Солнце этой системы, хотя и относительно небольшое, было необычайно горячим. Планета, четвертая по счету, находилась очень далеко от него. Труба, конечно труба… и ничто иное — только гиперпространственная труба. Киннисон сразу ссутулился, и неукротимый Серый линзмен постарел на глазах
— Я знаю, что тут произошло, — голос Киннисона был мрачным и тихим, когда он обратился к продолжавшим спорить людям. — Знаю также, как все было сделано, но и только
— КАК? — спросили его хором.
— Это была гиперпространственная труба, — и Киннисон, насколько мог, попытался объяснить функционирование трубы, природа которой не могла быть понята нематематическим трехмерным разумом.
— Но что с ней можно сделать! — едва слышно спросил министр финансов.
— Ничего, — голос Киннисона звучал спокойно. — Это сделано раз и навсегда. Куда исчезает свет, когда выключают лампу? От него не остается следов. В двух галактиках сотни миллионов планет. Только в одной Вселенной — нашей собственной миллионы и миллионы галактик. А Вселенных бесконечно много даже слишком много, они рядом друг с другом, как страницы в книге, только тоньше в гиперизмерении. Так что вы сами можете вычислить шанс найти президента Ренвуда или похитивших его босконцев — он так близок к нулю, что неотличим от него.
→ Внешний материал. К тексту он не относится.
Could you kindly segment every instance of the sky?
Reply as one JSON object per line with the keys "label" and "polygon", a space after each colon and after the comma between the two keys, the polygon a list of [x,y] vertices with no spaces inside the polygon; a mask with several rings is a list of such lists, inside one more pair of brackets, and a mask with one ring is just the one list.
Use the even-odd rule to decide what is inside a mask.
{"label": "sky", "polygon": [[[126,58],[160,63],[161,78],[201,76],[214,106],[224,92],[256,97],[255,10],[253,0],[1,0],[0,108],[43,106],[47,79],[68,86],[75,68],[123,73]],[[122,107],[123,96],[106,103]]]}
Министр финансов был подавлен.
— Вы хотите сказать, что от гиперпространственной трубы не существует никакой защиты? Что они могут продолжать делать с нами все, что захотят? Сэр, нация начинает сходить с ума — еще один такой случай, и мы станем планетой маньяков.
— О нет, я этого не говорил, — напряжение сразу ослабло. — Я хотел только сказать, что мы ничем не можем быть полезны президенту и его помощникам. Трубу можно заметить и выстрелить в любого проходящего по ней, как только его станет видно. Вам нужна пара ригелианских или ордовикских линзменов. Я позабочусь об этом. Не думаю, что когда они прибудут сюда, все успокоится, — он не стал говорить об известном ему неприятном факте, что враг мог проникнуть в любое место на любую другую планету, не охраняемую линзменом, способным почувствовать неосязаемую структуру силовой сферы.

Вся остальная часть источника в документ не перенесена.